First published: 28/09/21.

James Bowyer 2.5

Derwent Valley Mills

Derwent Valley Mills (Inscribed)

Derwent Valley Mills by James Bowyer

This is an easily accessible site by public transport, with trains running hourly from Derby up to Matlock. For my visit, I disembarked at Whatstandwell and crossed the footbridge which leads immediately onto the Cromford Canal, built between 1789 and 1794 to transport goods manufactured by the mills. The canal is narrow here and covered in a thick mat of algae but has a well-maintained footpath that I followed all the way to the end of the canal at the village of Cromford, a pleasant walk of around three miles mostly through woodland. En route there are various small original bridges passing over the canal as well as aqueducts that take the canal over the railway and the River Derwent. The Leawood Pump House (dating to 1849) was built to transfer water from the river to the canal and is currently closed for repairs but there are apparently demonstrations of the restored steam-powered pump when it is open. Further along the canal, High Peak Junction was where goods were transferred from the canal to the railway (opened 1830) that travelled through the Peak District to Buxton then on to Manchester and was the steepest adhesion railway in the country. This railway was closed by the Beeching cuts of the 1960s and its route is now a hiking trail but the start of the line here has preserved station buildings, section of track, signals, and a railway car with an audio tour available to explain the history. The rest of the canal parallels the surviving railway line to Matlock until it reaches its end at Cromford, where there are further original buildings of the wharf used for loading up the products of the mills and, in modern times, the opportunity to take a ride on a narrowboat down the canal back to High Peak Junction.

Cromford feels like the core of this site and has its own railway station so could be visited in isolation. St Mary’s Church was built in the late 18th Century by the river and is where many of the Arkwright family who owned the mills are buried. From the bridge next to the church, the Arkwright family home of Willersley Castle can be seen. This was a hotel in recent years but closed down due to the pandemic in 2020 and was currently up for sale. Across the river are the Cromford Mills, where Richard Arkwright built the first water-powered cotton mill in 1771 and so began a revolution in textile manufacturing that would transform Britain. The courtyard of the mill complex is free to access and features a range of hands-on demonstrations recreating mill technology, the foundations of some demolished buildings and an 18th Century weir although the original watercourse was lost long ago. The mill buildings themselves are authentic but were repurposed as a colour works for producing dyes and paints in the 20th Century and so were greatly contaminated with lead chromate by the time the site was abandoned in 1979. They were saved from demolition in large part thanks to a local charity called the Arkwright Society that currently owns the site. The insides of some buildings can be accessed by guided tour whilst others host arts and crafts businesses with a restaurant also on site.

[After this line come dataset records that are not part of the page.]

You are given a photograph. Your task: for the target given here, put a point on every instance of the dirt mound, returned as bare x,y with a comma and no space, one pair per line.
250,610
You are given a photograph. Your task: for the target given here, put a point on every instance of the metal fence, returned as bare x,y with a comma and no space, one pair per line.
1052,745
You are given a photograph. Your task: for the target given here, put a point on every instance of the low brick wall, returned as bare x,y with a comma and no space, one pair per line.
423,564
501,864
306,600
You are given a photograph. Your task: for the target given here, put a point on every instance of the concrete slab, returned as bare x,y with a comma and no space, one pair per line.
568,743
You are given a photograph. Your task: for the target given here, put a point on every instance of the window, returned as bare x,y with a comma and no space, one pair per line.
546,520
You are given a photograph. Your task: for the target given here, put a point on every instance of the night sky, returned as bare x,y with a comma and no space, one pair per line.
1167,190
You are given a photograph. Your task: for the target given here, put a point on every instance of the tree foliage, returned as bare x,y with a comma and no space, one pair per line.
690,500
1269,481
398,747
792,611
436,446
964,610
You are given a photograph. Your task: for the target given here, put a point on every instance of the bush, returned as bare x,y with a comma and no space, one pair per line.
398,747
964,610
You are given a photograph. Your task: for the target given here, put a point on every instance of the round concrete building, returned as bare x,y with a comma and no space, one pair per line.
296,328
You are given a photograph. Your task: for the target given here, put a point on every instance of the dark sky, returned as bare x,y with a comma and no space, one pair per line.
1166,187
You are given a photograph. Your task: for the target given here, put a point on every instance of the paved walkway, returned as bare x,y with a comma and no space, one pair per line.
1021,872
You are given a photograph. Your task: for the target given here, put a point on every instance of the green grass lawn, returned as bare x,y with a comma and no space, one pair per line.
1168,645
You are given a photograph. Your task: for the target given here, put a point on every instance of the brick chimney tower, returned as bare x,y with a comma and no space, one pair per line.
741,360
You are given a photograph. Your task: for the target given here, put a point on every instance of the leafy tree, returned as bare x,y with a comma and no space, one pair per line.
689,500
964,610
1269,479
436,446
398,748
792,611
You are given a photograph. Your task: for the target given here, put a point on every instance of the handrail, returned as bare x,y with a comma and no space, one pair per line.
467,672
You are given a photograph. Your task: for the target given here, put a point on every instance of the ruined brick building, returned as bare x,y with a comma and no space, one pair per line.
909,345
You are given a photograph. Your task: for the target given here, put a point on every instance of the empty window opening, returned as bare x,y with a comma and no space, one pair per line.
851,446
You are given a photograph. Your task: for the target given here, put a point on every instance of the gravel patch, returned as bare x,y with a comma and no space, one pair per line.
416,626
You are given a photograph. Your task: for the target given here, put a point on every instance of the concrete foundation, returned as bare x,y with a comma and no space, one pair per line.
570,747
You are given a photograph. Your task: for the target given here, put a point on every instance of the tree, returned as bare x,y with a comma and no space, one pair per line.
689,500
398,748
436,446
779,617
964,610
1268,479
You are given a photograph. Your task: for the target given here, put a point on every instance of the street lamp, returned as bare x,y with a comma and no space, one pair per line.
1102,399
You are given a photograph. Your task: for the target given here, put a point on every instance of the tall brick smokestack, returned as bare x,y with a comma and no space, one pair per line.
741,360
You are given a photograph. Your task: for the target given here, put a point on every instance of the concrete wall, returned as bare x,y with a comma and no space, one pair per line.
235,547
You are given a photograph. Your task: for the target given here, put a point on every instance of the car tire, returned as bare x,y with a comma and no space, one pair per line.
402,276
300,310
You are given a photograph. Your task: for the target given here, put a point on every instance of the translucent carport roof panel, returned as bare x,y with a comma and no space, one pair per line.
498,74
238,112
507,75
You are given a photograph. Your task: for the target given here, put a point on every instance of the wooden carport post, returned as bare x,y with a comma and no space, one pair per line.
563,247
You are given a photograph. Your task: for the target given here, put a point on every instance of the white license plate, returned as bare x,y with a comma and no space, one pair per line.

Across the road from the mill complex is the mill manager’s house, which is now a holiday cottage. A short way further along the road, past a very busy crossroads with confusing traffic lights, is the village of Cromford. Constructed for the workers of the mills in the late 18th Century, there are a large number of well-preserved cottages here along with the Greyhound Inn, Methodist Church, and a large pond that provided water for the mills. Further still along the road, the Masson Mills complex dates to 1783 although many of the buildings on site were later 19th and 20th Century addition. Today it is occupied by the Working Textile Museum, which was sadly still in a pandemic-induced closure as of September 2021, and a range of modern shops so I did not venture inside. This marks the end of the inscribed area but the Derwent Valley continues northwards to the towns of Matlock Bath and Matlock, the latter originally a spa town. It was not included as one of the Great Spa Towns of Europe but does feature some fine 19th Century buildings. Whilst the modern railway terminates at Marlock, there is a heritage service pulled by steam locomotives that continues onwards to the village of Rowsley in the Peak District National Park. At Matlock Bath there is also a cable car, a rare sight in the UK, which takes visitors up to the Heights of Abraham where there are show caverns, Victorian follies, and views down into the valley. Matlock Bath is also home to the Peak District Mining Museum for those wanting further industrial heritage to explore.

Britain has a plethora of Industrial Revolution sites to choose from and this is arguably one of the most historically significant as the birthplace of the mill system that transformed the economy. Indeed, the architecture of the mills at Cromford was very familiar to me as it is so familiar from later mill buildings all around the midlands and north of England. I have not seen the other inscribed areas around Ambergate, Belper and Derby itself but they appear at a glance to be more of the same and so, despite its importance, this is one of the less interesting UK industrial sites from a visitor’s perspective. For a better feeling of how these kinds of mills operated, Quarry Bank Mill in Styal has a large amount of restored machinery and is worth visiting if only to experience the noise of the things. Styal is also conveniently on the same railway line as Goostrey, the nearest station to Jodrell Bank. That being said, Arkwright got there first and so his mills in the Derwent Valley will forever be enshrined in history as one of the ‘Cradles of the Industrial Revolution’.